I also understand that the mechanisms involved in data synchronisation are complex (GPU to GPU is synchronous compared to CPU to GPU which is async).

Finally some results:
4x V100 took: 0:32:51 to run 50 epochs at 128 batch size (50,000 samples in total) from CPU-to-GPU
1x V100 took: 0:36:44 to run 50 epochs at 128 batch size (50,000 samples in total) from CPU-to-GPU
1x 2080Ti took: 0:19:44 to run 50 epochs at 128 batch size (20,000 samples in total) from GPU-only

So I am wondering if there is something I can do, to achieve orchestration of data split across multiple-GPUs. I imagine one solution would be to extend nn.DataParallel so that if multiple GPUs are present, each batch (or multiple batches) run in parallel, with model copies across all GPUs. This would require some form of fusing the models at the end of the batches.

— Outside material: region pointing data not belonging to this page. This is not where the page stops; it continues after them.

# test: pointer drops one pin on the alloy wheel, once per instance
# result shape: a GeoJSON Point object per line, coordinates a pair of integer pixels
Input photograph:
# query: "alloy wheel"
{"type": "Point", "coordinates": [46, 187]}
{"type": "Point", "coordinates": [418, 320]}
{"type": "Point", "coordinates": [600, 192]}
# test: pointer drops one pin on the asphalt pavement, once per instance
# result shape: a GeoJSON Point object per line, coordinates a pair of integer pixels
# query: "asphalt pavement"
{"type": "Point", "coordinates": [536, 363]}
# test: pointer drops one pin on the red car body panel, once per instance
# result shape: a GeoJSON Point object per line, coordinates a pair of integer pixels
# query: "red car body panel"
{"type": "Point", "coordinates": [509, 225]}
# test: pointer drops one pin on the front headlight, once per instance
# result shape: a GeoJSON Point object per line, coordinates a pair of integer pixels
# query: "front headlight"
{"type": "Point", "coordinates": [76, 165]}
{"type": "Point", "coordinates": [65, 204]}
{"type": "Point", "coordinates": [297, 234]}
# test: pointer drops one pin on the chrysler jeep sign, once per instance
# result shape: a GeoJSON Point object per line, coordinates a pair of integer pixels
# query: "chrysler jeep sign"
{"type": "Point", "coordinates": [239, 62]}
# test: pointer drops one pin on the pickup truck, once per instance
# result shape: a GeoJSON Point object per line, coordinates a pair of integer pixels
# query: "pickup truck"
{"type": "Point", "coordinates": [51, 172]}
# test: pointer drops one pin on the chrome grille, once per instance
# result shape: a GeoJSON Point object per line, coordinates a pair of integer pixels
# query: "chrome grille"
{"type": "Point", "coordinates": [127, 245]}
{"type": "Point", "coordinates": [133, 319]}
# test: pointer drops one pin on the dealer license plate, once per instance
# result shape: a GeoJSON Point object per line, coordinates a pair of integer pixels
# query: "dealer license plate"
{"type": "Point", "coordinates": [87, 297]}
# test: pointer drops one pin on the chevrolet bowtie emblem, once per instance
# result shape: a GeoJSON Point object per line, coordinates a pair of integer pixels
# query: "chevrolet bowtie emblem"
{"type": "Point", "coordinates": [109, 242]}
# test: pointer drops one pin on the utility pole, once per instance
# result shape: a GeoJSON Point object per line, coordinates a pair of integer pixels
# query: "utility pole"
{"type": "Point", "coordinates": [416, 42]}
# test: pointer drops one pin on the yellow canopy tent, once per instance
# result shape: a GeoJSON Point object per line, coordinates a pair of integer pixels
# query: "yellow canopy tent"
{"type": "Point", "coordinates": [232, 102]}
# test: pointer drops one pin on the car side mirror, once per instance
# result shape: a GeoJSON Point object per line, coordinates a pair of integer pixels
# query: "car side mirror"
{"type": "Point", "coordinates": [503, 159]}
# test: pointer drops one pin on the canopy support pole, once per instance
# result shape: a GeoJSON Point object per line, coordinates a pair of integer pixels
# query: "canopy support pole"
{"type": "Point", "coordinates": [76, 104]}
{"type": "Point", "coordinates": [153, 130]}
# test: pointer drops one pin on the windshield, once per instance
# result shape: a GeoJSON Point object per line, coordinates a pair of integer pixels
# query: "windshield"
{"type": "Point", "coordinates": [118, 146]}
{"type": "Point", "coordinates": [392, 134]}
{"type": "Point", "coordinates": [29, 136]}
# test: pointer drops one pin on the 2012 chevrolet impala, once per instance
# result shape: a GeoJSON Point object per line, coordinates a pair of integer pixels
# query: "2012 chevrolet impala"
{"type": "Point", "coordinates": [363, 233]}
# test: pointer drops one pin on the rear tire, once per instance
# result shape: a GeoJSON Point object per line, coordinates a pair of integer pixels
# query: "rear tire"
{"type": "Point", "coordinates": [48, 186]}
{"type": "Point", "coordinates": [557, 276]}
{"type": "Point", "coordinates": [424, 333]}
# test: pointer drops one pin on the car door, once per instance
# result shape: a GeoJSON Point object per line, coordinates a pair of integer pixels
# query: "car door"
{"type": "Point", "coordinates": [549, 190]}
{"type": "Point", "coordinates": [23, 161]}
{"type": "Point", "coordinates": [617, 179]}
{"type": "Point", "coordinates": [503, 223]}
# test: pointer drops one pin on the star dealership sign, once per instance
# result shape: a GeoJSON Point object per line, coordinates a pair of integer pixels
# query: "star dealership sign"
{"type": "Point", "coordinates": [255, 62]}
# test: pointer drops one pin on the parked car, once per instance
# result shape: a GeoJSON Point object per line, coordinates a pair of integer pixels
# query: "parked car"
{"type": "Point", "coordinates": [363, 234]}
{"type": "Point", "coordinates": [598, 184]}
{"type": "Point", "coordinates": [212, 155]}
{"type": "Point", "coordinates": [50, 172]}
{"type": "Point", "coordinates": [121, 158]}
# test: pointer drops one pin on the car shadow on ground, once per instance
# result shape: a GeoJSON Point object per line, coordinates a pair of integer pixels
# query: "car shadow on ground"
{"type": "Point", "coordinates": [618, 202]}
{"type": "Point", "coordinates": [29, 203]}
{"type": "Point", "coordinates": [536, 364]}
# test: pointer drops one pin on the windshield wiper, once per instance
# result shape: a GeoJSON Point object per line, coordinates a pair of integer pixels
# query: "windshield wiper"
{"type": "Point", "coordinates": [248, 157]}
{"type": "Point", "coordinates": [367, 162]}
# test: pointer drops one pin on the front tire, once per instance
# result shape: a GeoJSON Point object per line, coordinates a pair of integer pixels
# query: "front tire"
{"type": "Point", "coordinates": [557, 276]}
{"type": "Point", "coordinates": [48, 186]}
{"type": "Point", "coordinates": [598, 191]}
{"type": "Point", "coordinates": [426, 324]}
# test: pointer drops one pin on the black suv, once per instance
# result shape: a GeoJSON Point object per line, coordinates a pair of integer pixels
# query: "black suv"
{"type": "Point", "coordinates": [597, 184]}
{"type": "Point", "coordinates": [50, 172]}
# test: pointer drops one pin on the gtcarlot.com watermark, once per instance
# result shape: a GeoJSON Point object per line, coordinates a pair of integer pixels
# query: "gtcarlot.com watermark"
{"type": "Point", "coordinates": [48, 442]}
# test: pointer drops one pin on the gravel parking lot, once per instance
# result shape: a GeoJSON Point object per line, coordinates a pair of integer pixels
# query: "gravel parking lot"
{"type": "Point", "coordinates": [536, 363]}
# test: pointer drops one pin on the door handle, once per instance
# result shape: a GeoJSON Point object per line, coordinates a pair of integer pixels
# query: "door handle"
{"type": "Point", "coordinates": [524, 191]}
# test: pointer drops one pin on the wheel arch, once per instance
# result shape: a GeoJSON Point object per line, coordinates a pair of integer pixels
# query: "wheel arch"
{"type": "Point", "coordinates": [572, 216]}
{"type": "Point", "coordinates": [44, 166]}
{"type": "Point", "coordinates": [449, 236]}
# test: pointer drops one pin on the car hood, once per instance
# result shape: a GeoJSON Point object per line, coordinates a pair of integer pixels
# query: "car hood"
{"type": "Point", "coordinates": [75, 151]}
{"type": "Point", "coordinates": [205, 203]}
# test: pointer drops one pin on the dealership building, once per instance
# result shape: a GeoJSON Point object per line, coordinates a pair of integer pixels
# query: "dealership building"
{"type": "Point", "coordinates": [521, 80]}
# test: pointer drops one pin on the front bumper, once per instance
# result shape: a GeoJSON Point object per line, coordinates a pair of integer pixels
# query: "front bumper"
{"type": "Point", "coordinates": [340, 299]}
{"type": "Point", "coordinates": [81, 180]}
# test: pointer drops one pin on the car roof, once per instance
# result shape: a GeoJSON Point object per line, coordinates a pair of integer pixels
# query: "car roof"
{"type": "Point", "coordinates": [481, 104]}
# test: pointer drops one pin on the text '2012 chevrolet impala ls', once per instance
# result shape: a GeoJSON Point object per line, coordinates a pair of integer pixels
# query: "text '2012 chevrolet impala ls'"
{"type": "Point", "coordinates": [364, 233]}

Another approach would be to do GPU-to-GPU copies in order to ensure that the batch tensors and model are on the same device. This may become a bottle neck.
If this is not the place to have this conversation, I am willing to contribute to PyTorch in order to work on this, as I believe would be very beneficial for people who work with smaller data-sets (smaller is relative, as the 4x V100 will hold 64Gb of data excluding the model size and batch data).